A councillor apologised after demolishing six graves in a cemetery – by driving over them in her CAR.
Heartbroken relatives thought the burial plots at Mangotsfield Cemetery in Bristol had been vandalised on Easter Sunday.
But local politician Shirley Potts has now come forward to admit she accidentally mowed them down when her muddy foot slipped onto her brand new car’s accelerator.
The ”freak accident” - which left some burial plots wide open – happened after the retired teacher had visited her son’s graveyard.
She has now apologised to the family involved and says she feels ”devastated” by the damage she caused.
Mrs Potts, 73, the Labour councillor for Staple Hill in South Gloucestershire, said: ”It was a completely freak accident – it was only a matter of yards.
”I’m so sorry it happened but there was nothing I could’ve done about it at all.
”There’s no dispute about who is to blame – it happened in seconds and it was so unfortunate.
”My heart went out because I had just visited my own son’s grave and I knew how I would have felt.”
The accident happened at around 2.30pm on Sunday after Mrs Potts had been to visit the grave of her son nearby.
She scraped the mud from her feet before getting into her brand new grey Hyundai i10, which has an automatic gearbox.
But just as she turned to pull away her foot slipped sideways from the accelerator and lodged under the brake.
As it slipped her heel clipped the accelerator, and as she tried to pull her foot free the car sped forwards and slammed into six graves belonging to members of the same family.

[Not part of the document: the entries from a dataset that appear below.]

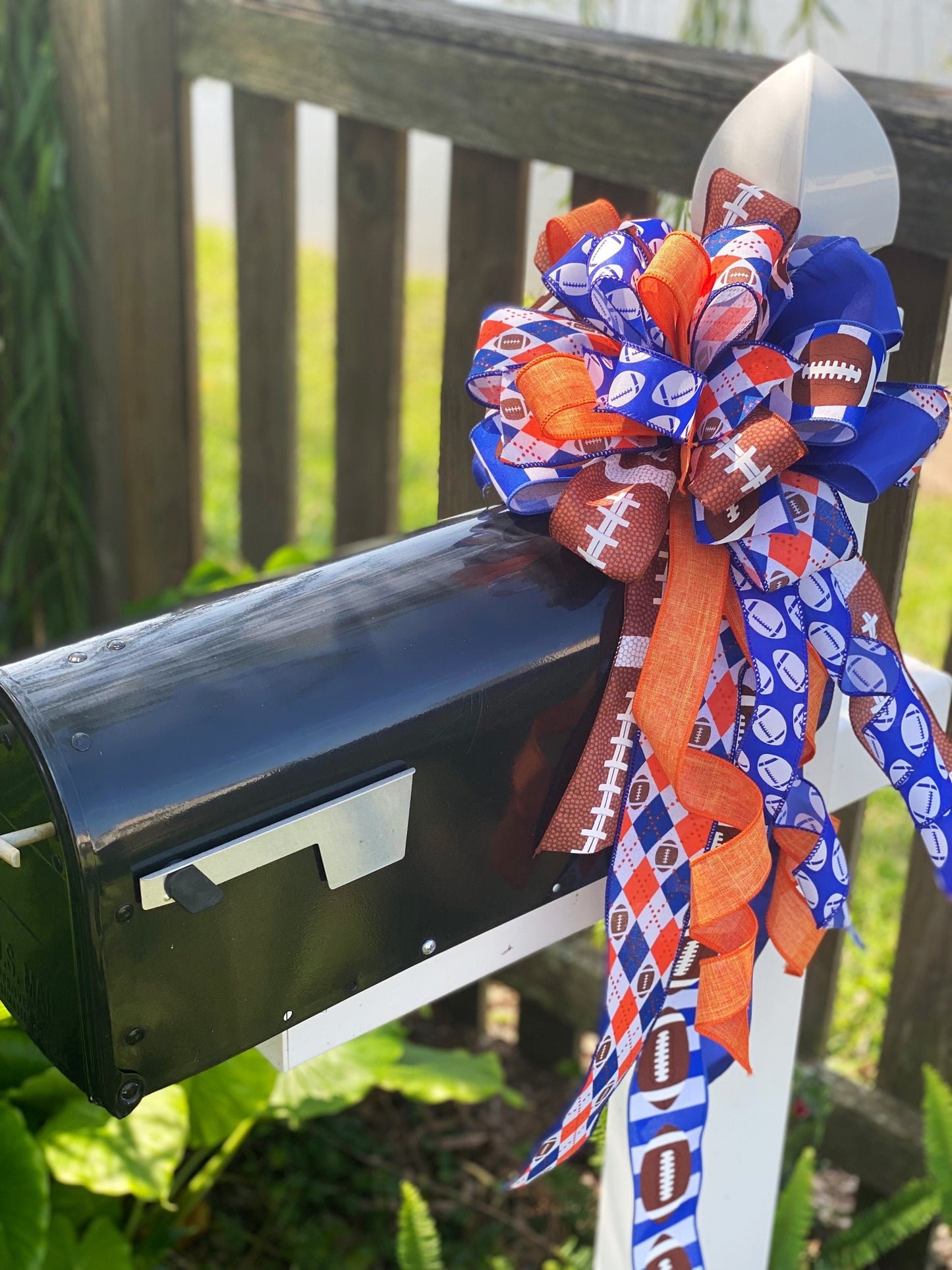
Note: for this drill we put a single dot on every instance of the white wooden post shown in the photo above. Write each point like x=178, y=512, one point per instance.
x=746, y=1122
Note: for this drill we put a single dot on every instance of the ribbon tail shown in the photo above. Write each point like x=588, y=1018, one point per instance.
x=727, y=877
x=588, y=815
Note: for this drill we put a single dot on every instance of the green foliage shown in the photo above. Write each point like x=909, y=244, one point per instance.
x=102, y=1246
x=597, y=1142
x=809, y=1111
x=445, y=1075
x=123, y=1192
x=219, y=1100
x=808, y=20
x=337, y=1080
x=720, y=24
x=418, y=1242
x=795, y=1216
x=882, y=1228
x=24, y=1194
x=937, y=1137
x=571, y=1256
x=84, y=1146
x=45, y=539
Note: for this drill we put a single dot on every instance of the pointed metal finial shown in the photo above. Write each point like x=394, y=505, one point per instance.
x=808, y=136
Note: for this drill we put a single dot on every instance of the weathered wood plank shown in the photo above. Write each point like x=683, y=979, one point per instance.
x=630, y=201
x=532, y=89
x=266, y=197
x=486, y=264
x=127, y=123
x=371, y=245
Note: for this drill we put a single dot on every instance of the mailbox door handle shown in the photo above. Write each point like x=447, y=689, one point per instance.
x=356, y=835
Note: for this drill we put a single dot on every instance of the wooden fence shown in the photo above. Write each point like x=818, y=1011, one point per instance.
x=629, y=116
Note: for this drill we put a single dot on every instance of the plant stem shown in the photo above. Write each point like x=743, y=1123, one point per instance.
x=208, y=1175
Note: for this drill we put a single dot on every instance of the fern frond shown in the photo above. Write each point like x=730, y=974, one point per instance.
x=882, y=1227
x=795, y=1216
x=937, y=1136
x=418, y=1242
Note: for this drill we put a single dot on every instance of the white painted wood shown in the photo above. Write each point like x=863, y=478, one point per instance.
x=743, y=1143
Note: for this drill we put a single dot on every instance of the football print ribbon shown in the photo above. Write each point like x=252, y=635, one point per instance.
x=692, y=411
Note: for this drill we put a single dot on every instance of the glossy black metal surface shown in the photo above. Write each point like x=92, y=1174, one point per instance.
x=474, y=652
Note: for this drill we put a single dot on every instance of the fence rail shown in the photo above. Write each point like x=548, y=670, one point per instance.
x=629, y=116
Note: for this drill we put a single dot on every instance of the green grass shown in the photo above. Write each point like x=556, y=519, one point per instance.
x=924, y=618
x=879, y=882
x=219, y=382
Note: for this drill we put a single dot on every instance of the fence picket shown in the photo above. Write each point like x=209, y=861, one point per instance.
x=126, y=113
x=266, y=196
x=371, y=246
x=486, y=267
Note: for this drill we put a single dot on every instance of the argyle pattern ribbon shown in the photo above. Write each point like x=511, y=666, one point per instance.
x=693, y=412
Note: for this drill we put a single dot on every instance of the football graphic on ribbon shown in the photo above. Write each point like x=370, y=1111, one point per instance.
x=693, y=409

Relatives say they were not informed about the incident and immediately suspected vandals were responsible when they visited their loved one’s graves later that day.
Grieving Yvonne Orchard, 31, found her grandmother’s headstone had been completely destroyed and her brother’s grave lay gaping open.
She assumed vandals had ”deliberately” attacked the graves with a vehicle, as car parts littered the scene and tyre marks had scorched the grass
But Cllr Potts says she informed the relevant authorities and has spent the last few days trying to contact relatives.
She said: ”When I initially reported the accident they said don’t make any contact but I really wanted to write to her and apologise.
”I have contacted the officer who deals with the cemeteries and asked her to get Mrs Orchard’s permission to get her details so I can send a letter of apology.
”I made all the contacts I should with the emergency centre but it was Easter Sunday and there was no way I could have found Mrs Orchard’s contacts on the day.”
Mrs Orchard said the graves had been previously targeted by vandals and estimates the damage caused by Mrs Potts may cost more than £15,000 to repair.
But she said she is relieved to hear that the damage was caused by accident.
The communications manager from Bristol said: ”The council has told us that the lady concerned has admitted the accident.
”It would have been nice to receive an apology as I’m sure she didn’t do it deliberately but must have appreciated the distress it must have caused.
”It would just have been good to have an explanation of how it happened.
”However, I am very glad that she came forward and that she did not injure herself. We are certainly not angry with her and feel no animosity towards her.
”We are sure it was an accident and accidents happen. The fact that she came forward at all means we can now put our minds at rest that this was an accident and not mindless vandalism.
”At the end of the day we just want this horrible mess to go away.”
A spokesman for Avon and Somerset police yesterday confirmed that the person responsible for the damage had come forward.
Inspector Kevin Thatcher said: ”Officers have spoken to the person responsible and this matter is no longer being treated as criminal damage but as a collision.
”We have spoken to the woman whose family’s graves were damaged and updated her with the current state of our enquiries.”